No words really were worse than harsh ones.
“I know it’s no excuse. We all have our problems. Our ups and downs. It’s no reason to take it out on others.”
Another nod.
“Also, I wanted to say thank you.”
He looked up at me, confused.
I notched my head towards the shelf. When I sensed he was about to give another dismissive nod, I said, “You don’t see very many vets in our small town and if you do meet one, you never know they’re a vet. Like yourself. It’s not something they broadcast.”
Walsh shrugged, that snap gone from him. “Kids these days don’t want to hear about an old man. Don’t care about us. Just me, me, me. Heaven forbid you do anything wrong, boy, and they will hold it against you for years.”
I pressed my lips, unable to sympathize with the sentiment when my own father, having reached 65 years before the accident, had always attracted others with his kindness.
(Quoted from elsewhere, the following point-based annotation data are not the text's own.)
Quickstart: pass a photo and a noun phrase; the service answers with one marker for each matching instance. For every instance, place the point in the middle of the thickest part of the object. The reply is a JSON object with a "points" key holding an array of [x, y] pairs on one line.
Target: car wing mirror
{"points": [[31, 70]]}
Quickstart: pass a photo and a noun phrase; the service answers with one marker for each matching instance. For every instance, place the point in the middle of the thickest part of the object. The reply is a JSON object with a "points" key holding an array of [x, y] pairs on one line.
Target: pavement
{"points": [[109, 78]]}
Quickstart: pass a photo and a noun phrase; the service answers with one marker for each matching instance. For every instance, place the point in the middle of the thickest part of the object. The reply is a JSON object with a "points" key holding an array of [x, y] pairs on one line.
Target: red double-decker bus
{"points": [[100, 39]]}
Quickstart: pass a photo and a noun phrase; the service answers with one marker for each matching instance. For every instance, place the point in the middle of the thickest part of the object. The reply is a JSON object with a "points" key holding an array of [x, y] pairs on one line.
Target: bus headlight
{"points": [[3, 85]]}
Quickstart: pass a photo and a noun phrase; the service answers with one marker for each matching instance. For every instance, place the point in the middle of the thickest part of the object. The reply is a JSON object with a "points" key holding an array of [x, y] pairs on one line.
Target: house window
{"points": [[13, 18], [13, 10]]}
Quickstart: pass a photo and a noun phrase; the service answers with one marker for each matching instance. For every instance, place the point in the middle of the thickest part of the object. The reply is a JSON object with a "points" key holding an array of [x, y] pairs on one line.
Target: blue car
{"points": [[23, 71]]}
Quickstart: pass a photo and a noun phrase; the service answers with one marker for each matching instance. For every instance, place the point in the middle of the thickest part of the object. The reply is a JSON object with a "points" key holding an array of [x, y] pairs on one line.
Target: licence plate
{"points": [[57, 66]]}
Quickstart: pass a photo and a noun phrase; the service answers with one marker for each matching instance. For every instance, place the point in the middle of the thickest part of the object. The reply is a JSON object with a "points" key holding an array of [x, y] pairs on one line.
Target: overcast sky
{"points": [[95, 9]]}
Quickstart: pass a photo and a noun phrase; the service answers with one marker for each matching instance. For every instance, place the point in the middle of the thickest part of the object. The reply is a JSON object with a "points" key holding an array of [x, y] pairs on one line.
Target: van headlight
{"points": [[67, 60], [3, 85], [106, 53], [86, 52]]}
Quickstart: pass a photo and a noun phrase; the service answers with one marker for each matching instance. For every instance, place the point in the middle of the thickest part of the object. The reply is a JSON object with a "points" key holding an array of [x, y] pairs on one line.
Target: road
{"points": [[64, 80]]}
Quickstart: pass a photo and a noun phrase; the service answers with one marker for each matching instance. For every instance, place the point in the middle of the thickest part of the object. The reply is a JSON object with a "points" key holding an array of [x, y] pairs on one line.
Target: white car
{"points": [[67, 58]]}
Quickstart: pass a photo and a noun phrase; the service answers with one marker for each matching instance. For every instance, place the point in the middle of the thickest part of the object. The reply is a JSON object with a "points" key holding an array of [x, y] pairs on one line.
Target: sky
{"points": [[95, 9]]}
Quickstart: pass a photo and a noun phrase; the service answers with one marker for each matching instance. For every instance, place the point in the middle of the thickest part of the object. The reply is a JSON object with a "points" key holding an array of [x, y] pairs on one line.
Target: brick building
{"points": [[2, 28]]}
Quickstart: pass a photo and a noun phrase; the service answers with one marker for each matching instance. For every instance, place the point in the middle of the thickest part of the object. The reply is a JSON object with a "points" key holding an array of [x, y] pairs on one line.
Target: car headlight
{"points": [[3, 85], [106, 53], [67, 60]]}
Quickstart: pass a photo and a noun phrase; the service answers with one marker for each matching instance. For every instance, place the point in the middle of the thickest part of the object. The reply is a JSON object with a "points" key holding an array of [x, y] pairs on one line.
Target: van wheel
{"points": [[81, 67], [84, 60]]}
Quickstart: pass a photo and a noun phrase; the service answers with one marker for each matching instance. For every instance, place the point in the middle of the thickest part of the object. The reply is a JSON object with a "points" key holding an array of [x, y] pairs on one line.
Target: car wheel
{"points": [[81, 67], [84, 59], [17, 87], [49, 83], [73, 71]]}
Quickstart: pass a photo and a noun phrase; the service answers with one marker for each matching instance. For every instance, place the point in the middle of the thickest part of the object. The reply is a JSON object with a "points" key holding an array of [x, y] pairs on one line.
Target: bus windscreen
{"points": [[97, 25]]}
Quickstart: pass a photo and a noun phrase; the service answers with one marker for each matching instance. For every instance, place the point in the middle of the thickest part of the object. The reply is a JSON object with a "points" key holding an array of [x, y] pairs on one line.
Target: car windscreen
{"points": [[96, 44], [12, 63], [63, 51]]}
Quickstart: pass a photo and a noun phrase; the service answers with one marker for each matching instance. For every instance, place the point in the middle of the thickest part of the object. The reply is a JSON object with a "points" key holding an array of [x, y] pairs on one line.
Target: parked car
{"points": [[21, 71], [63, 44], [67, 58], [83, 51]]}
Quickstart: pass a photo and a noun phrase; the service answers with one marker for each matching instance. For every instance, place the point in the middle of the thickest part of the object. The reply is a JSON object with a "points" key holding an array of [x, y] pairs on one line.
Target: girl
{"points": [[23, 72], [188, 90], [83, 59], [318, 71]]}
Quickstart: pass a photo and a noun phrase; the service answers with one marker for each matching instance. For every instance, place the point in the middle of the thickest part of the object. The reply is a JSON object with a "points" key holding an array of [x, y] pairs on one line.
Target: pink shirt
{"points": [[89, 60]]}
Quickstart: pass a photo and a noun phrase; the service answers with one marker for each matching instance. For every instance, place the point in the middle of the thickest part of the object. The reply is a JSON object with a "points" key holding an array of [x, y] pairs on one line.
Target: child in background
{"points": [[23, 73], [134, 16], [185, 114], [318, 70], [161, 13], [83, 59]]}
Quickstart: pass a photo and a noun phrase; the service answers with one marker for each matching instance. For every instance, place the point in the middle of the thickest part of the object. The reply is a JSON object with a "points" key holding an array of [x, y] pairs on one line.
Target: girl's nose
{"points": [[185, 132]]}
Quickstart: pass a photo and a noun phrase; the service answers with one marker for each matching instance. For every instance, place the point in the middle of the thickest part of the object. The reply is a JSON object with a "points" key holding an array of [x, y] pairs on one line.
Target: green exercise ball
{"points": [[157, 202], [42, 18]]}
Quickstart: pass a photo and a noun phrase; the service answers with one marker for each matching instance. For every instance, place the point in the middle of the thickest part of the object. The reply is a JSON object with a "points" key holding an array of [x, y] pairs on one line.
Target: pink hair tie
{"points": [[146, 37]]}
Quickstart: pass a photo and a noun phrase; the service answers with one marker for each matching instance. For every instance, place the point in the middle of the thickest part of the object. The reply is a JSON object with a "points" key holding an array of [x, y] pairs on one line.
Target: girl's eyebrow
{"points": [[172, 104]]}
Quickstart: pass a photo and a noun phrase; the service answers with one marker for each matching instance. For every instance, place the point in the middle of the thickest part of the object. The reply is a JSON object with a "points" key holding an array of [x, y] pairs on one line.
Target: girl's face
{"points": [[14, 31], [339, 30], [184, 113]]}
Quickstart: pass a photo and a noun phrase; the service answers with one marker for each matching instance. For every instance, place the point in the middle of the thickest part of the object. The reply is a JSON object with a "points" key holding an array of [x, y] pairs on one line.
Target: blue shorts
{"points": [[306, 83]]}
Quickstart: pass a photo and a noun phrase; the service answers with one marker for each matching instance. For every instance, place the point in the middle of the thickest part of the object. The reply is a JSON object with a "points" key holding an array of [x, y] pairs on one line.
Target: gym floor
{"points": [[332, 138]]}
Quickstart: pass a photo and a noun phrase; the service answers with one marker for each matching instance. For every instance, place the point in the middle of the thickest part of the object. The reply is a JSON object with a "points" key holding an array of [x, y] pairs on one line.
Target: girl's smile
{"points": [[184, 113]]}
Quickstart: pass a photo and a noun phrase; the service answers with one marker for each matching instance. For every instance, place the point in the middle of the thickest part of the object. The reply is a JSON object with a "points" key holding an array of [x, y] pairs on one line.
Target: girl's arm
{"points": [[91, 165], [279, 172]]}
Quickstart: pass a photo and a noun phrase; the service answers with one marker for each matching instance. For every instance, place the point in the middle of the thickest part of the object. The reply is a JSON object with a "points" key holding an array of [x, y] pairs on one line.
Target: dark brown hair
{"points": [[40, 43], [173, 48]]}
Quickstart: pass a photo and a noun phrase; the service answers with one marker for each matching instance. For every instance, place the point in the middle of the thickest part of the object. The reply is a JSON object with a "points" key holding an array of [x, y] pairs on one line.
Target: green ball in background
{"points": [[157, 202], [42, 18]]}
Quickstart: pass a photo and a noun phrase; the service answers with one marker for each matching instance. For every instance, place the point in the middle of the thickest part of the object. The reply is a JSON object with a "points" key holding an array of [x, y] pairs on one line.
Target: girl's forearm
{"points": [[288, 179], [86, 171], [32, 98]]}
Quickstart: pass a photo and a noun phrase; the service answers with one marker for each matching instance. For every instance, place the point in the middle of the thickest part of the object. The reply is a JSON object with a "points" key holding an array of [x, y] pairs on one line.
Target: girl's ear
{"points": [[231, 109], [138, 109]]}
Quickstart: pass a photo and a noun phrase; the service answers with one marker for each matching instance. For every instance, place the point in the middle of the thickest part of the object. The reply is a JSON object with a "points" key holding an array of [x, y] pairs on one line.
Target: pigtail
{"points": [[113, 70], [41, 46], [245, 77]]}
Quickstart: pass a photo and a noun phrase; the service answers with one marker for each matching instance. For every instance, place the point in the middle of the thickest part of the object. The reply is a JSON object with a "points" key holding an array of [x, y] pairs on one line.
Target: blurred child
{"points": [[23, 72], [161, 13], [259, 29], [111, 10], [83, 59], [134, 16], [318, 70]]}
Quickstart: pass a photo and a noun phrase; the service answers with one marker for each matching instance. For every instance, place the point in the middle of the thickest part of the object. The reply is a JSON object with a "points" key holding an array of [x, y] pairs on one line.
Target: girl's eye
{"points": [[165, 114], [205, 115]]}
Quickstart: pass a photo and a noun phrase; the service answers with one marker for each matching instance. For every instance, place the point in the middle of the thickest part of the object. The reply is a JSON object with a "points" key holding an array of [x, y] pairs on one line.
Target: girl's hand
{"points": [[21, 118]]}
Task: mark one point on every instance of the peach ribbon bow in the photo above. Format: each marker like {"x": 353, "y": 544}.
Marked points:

They liked hearing him talk and came in the shop not for the coffee but just to see if he was okay.
My eyes found the framing photo of his wife, but I already knew she was dead before I read the lifespan etched into the golden plate.
The photos of their children were right below it. Erick, Marcey and Marie and I knew not to inquire about whether or not his own children talked with him. I’d heard enough over the phone. It’d been ten years since he talked to one of them. But what about the others?
Homes tell a story just as easily as any framed photograph. By the neglected, dreary shadows clingy to the corners of WPD’s despite his hoarding of lamps, this one told a story of decay. Abandon. The only person who’d been in this house sat across from me.
I knew I shouldn’t have done it. Shouldn’t have said what I did. Not with all I had on my supernatural plate. But I was talking before I could rein myself in.
“Two days from now, what will you be up to?”
He glared. “Same thing I’m always up to, boy. Sittin’ on my here behind.”
His birthday was two days from now. After another dutiful glance around the apartment, it’s moody dark tones, I wondered if he even remembered it himself.